General information
- Operator: South Australian Railways
- Line: Wilmington line
- Platforms: 1
- Tracks: 1

Construction
- Structure type: Ground

Other information
- Status: Demolished

History
- Opened: 2 June 1884
- Closed: 1969

Services
| Preceding station | Australian National Railways Commission |  |  | Following station |
| Gladstone Terminus |  | Wilmington railway line |  | Stone Hut towards Wilmington |

= Laura railway station =

Former railway station in South Australia, Australia

Laura railway station was located on the Wilmington railway line. It served the town of Laura, South Australia.

==History==
Laura railway station opened on 2 June 1884 as the short lived terminus of the Wilmington line. The line was later extended to Booleroo Centre on 13 April 1910, and to Wilmington on 20 July 1915. Laura railway station consisted of four rooms for the use of the station aster, a large booking office, a ladies'waiting-room, and accommodation for the porters.

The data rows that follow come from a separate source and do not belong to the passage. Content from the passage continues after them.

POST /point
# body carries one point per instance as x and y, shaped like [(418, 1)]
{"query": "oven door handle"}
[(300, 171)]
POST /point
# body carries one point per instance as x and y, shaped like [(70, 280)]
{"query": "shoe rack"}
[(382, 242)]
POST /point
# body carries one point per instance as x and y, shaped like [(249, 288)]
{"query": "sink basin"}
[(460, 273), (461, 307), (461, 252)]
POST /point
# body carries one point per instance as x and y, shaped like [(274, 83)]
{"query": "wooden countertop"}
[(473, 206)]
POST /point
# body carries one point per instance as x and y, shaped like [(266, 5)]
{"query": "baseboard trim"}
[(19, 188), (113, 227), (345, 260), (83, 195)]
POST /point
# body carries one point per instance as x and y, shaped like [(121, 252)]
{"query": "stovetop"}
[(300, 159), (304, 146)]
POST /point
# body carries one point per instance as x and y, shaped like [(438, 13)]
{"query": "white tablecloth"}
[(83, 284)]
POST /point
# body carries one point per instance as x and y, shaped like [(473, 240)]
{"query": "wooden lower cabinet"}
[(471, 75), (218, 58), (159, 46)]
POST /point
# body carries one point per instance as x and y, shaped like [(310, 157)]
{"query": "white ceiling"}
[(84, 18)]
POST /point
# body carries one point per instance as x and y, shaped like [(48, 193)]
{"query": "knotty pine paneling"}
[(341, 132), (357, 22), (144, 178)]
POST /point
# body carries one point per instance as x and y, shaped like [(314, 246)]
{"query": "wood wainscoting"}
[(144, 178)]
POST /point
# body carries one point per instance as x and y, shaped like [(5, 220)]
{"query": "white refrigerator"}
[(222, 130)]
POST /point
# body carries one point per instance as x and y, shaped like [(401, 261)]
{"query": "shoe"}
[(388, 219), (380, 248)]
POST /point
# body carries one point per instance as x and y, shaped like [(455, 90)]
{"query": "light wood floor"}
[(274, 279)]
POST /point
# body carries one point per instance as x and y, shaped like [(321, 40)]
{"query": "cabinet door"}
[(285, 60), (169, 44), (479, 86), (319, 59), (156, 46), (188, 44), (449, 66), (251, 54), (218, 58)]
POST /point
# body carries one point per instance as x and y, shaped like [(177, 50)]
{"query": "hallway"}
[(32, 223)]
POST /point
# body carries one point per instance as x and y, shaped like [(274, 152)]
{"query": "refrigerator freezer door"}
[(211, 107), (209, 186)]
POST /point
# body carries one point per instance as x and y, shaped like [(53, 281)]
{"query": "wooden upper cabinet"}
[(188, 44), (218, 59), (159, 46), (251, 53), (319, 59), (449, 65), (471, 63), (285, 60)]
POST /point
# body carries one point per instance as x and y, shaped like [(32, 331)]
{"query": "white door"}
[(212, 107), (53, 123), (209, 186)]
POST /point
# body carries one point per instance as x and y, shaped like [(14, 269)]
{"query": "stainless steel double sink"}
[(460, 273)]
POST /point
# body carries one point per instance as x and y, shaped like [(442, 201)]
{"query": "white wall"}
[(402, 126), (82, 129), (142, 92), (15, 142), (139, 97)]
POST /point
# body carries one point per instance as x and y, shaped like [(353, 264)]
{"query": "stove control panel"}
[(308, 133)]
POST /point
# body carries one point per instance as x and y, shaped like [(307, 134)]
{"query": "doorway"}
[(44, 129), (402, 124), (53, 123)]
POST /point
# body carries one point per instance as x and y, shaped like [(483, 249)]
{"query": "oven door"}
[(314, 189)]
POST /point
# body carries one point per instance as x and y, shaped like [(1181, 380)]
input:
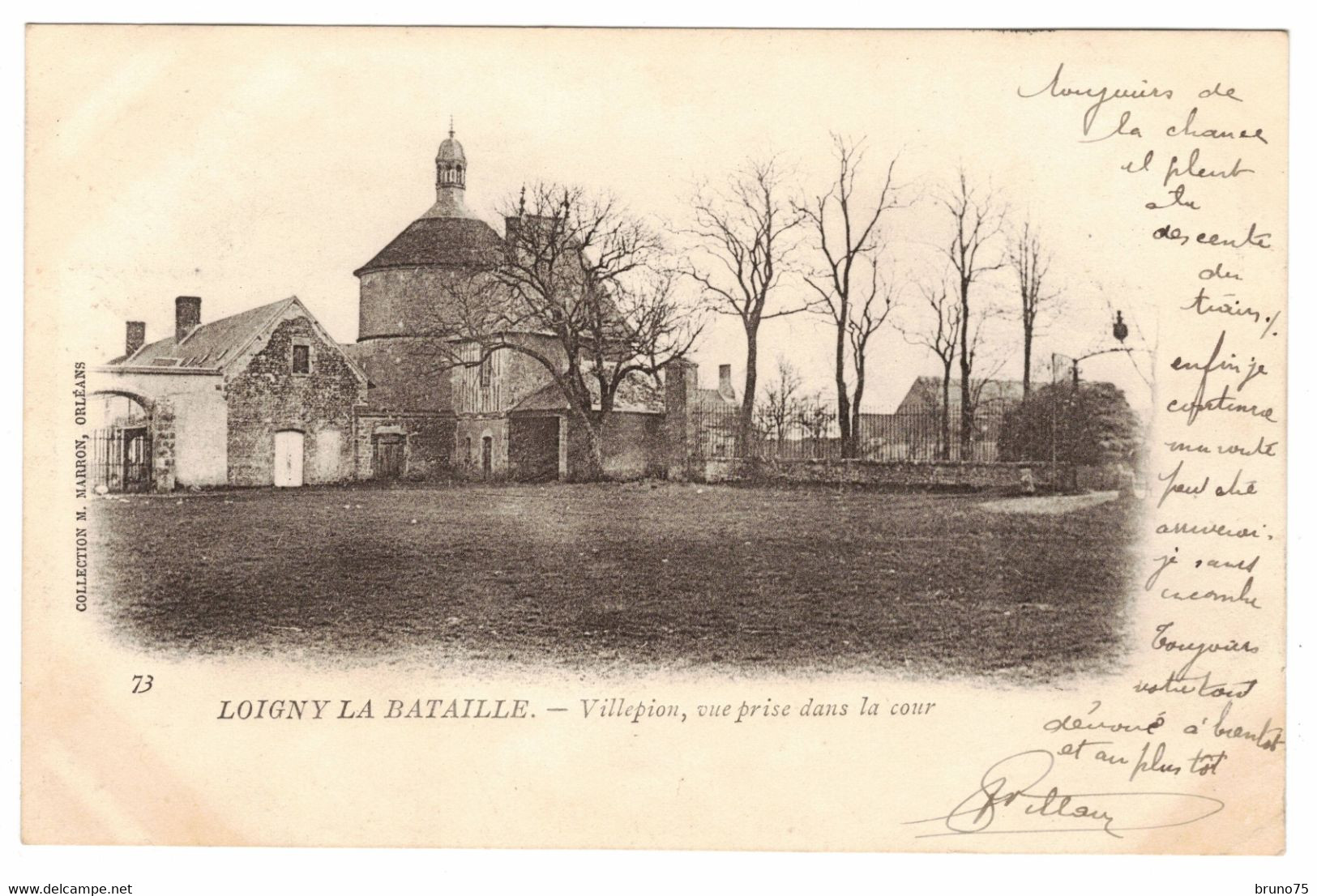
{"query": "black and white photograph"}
[(681, 409)]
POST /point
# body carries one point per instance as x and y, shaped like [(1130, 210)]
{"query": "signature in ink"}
[(1011, 799)]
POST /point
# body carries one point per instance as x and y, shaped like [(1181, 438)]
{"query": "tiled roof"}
[(210, 346), (438, 241), (714, 400)]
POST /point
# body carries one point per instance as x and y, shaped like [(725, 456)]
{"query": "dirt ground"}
[(648, 573)]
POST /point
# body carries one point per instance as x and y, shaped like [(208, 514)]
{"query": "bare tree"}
[(1032, 265), (815, 417), (979, 219), (744, 242), (849, 237), (781, 403), (941, 333), (577, 288)]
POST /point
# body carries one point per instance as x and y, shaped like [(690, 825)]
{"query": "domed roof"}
[(438, 241), (451, 150)]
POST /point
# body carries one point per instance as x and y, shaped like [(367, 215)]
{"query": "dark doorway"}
[(122, 459), (390, 449), (532, 449)]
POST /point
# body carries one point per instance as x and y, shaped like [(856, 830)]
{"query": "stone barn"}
[(263, 398)]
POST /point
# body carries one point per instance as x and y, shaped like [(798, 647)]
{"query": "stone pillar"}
[(162, 446), (681, 399)]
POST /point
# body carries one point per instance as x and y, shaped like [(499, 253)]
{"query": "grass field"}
[(672, 575)]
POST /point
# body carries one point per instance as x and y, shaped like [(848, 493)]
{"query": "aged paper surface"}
[(1053, 624)]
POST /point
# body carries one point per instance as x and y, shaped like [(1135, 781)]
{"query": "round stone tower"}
[(407, 287)]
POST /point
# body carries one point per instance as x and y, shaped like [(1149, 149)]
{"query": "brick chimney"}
[(136, 337), (187, 316), (725, 382)]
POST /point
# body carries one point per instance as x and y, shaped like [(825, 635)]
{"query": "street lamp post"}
[(1120, 331)]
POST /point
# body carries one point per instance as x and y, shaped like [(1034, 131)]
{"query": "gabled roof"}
[(216, 345), (714, 399), (438, 241), (929, 388), (212, 345)]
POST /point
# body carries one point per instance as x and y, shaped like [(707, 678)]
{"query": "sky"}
[(248, 164)]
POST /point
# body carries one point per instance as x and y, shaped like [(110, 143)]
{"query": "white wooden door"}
[(288, 458)]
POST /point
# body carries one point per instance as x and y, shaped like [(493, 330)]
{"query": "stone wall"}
[(913, 476), (634, 446), (198, 430), (428, 448), (267, 396)]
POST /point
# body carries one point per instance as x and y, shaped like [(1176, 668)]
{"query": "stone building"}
[(263, 398), (269, 398), (499, 419)]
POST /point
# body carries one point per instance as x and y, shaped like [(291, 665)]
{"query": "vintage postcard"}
[(737, 440)]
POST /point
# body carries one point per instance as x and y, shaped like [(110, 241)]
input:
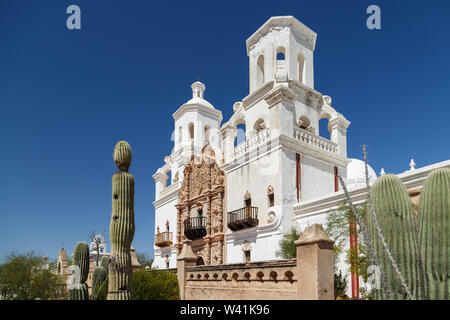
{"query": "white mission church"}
[(234, 202)]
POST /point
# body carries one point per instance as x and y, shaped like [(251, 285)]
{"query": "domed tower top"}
[(281, 49)]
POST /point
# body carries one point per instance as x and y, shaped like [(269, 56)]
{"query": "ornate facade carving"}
[(202, 189)]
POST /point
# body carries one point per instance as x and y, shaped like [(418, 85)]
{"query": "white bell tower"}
[(281, 49)]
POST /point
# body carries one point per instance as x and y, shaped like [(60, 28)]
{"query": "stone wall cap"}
[(313, 234)]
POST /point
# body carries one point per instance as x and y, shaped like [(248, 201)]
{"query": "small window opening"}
[(271, 200)]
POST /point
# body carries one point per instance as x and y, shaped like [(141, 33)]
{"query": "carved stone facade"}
[(203, 189)]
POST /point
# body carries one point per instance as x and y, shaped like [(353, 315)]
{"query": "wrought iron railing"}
[(195, 228), (246, 217), (163, 239)]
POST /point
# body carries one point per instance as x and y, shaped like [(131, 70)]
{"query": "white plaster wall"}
[(293, 46), (302, 109), (317, 178), (264, 240), (255, 178), (163, 213), (199, 120)]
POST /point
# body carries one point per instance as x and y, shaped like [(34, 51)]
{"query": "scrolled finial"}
[(122, 155)]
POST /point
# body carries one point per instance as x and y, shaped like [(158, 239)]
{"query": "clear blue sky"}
[(66, 97)]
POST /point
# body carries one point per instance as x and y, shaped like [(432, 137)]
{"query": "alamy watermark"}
[(73, 21), (374, 20)]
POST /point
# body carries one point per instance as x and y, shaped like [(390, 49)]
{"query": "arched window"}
[(303, 122), (324, 131), (301, 69), (259, 125), (240, 133), (200, 261), (180, 135), (281, 54), (260, 71), (191, 131)]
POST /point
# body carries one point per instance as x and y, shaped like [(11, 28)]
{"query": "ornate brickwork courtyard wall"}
[(308, 277)]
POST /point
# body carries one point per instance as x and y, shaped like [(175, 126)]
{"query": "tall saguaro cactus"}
[(121, 228), (81, 259), (395, 216), (434, 229)]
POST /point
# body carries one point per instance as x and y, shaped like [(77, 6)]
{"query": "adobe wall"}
[(270, 280)]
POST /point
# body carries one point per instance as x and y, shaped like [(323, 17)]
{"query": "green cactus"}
[(99, 276), (81, 259), (434, 229), (122, 225), (395, 216)]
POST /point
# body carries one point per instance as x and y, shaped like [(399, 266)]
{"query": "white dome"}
[(356, 174), (198, 90), (197, 100)]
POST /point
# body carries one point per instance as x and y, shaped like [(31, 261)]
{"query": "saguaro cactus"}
[(81, 259), (104, 263), (396, 219), (99, 276), (434, 229), (122, 225)]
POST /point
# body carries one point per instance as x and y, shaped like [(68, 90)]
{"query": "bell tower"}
[(281, 49)]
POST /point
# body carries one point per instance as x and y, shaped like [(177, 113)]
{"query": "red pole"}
[(354, 250)]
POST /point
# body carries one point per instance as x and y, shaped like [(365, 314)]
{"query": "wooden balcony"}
[(163, 239), (195, 228), (246, 217)]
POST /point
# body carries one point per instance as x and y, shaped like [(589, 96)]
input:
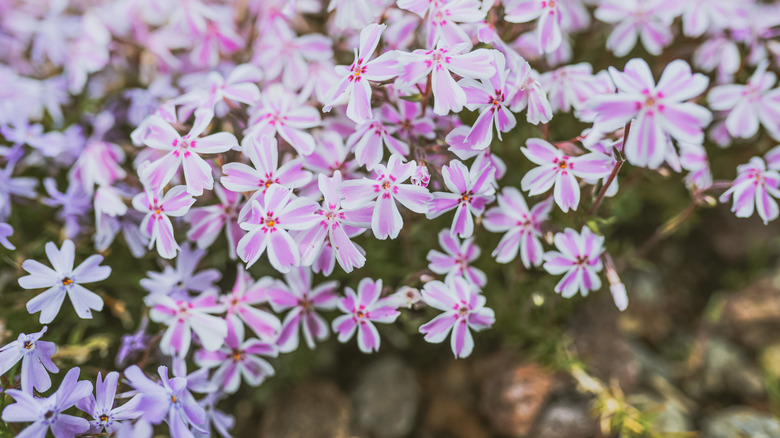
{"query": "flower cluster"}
[(241, 123)]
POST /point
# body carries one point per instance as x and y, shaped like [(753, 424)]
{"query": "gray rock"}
[(740, 422), (315, 410), (727, 370), (566, 419), (386, 399)]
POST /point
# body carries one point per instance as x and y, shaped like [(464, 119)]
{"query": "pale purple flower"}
[(47, 413), (36, 359), (750, 104), (74, 205), (221, 421), (579, 258), (179, 282), (207, 222), (5, 232), (441, 63), (368, 139), (470, 190), (303, 300), (354, 83), (184, 152), (659, 109), (491, 98), (239, 86), (362, 310), (331, 236), (522, 227), (457, 260), (529, 94), (268, 227), (648, 20), (167, 400), (560, 170), (98, 164), (156, 224), (133, 344), (282, 112), (63, 280), (242, 301), (383, 191), (464, 310), (238, 359), (754, 190), (106, 417), (548, 12), (443, 18), (263, 153), (185, 316)]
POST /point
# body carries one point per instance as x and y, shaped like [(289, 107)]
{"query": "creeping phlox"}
[(241, 122)]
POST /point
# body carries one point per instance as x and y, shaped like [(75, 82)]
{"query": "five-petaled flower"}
[(659, 109), (64, 280), (354, 84), (469, 192), (184, 152), (579, 258), (560, 170), (386, 188), (302, 299), (36, 359), (457, 260), (522, 226), (362, 310), (754, 190), (464, 310)]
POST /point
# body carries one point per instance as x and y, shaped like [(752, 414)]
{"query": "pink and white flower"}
[(522, 227), (750, 104), (658, 109), (362, 310), (754, 190), (185, 316), (383, 191), (263, 154), (457, 260), (302, 300), (548, 12), (561, 171), (330, 238), (579, 258), (368, 139), (281, 112), (242, 302), (491, 98), (354, 84), (156, 224), (268, 227), (469, 192), (184, 152), (441, 63), (238, 359), (464, 310), (647, 20)]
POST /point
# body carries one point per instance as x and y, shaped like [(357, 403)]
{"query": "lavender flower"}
[(36, 359), (63, 280)]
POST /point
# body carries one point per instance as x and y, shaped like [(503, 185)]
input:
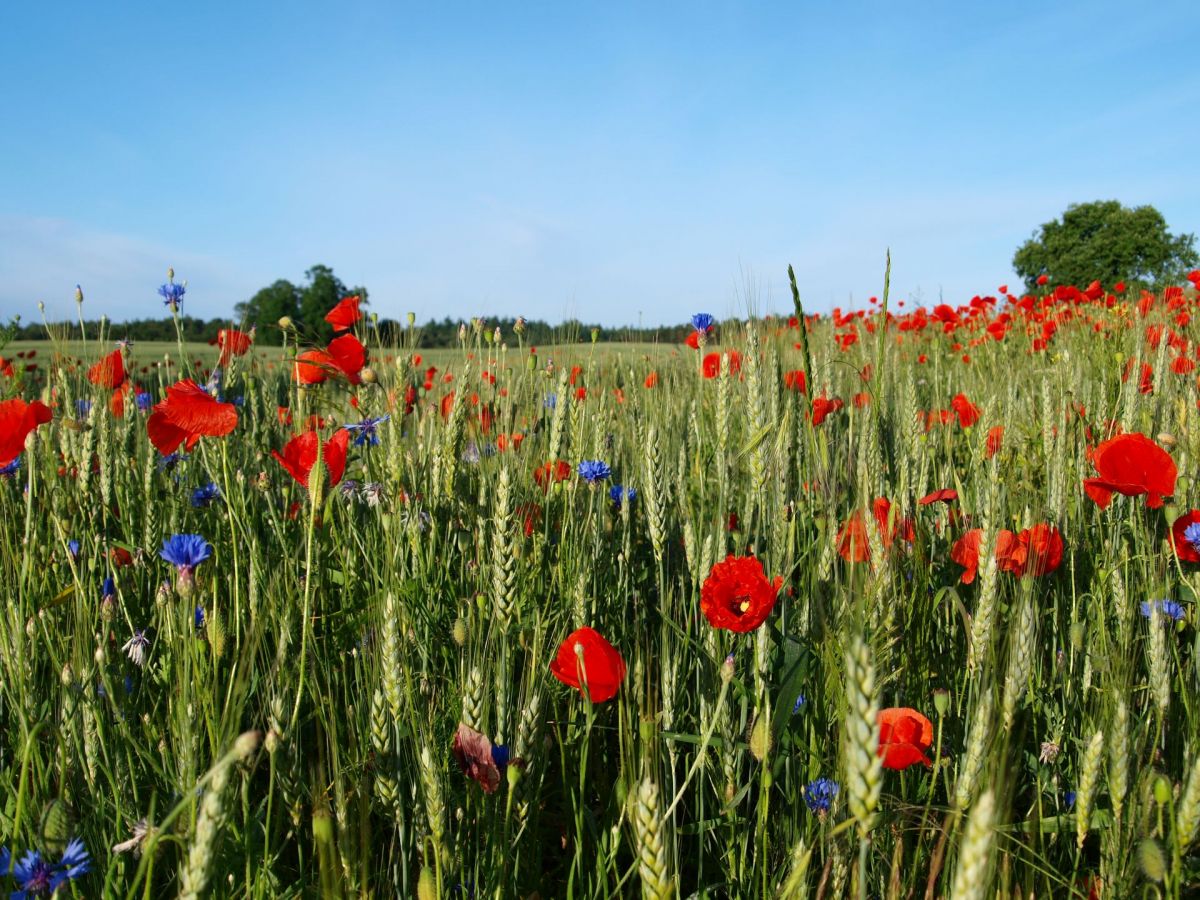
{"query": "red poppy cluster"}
[(1131, 465), (1035, 551), (737, 595)]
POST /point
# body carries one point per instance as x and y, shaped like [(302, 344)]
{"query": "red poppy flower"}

A railway yard was later added consisting of a goods shed, turntables and other necessary accommodations.

With the conversion of the Port Pirie to Broken Hill line from narrow to standard gauge in 1969, the line became an isolated narrow gauge railway leading to the cessation of passenger services. The line closed completely on 13 March 1990; there is no longer any trace of the station.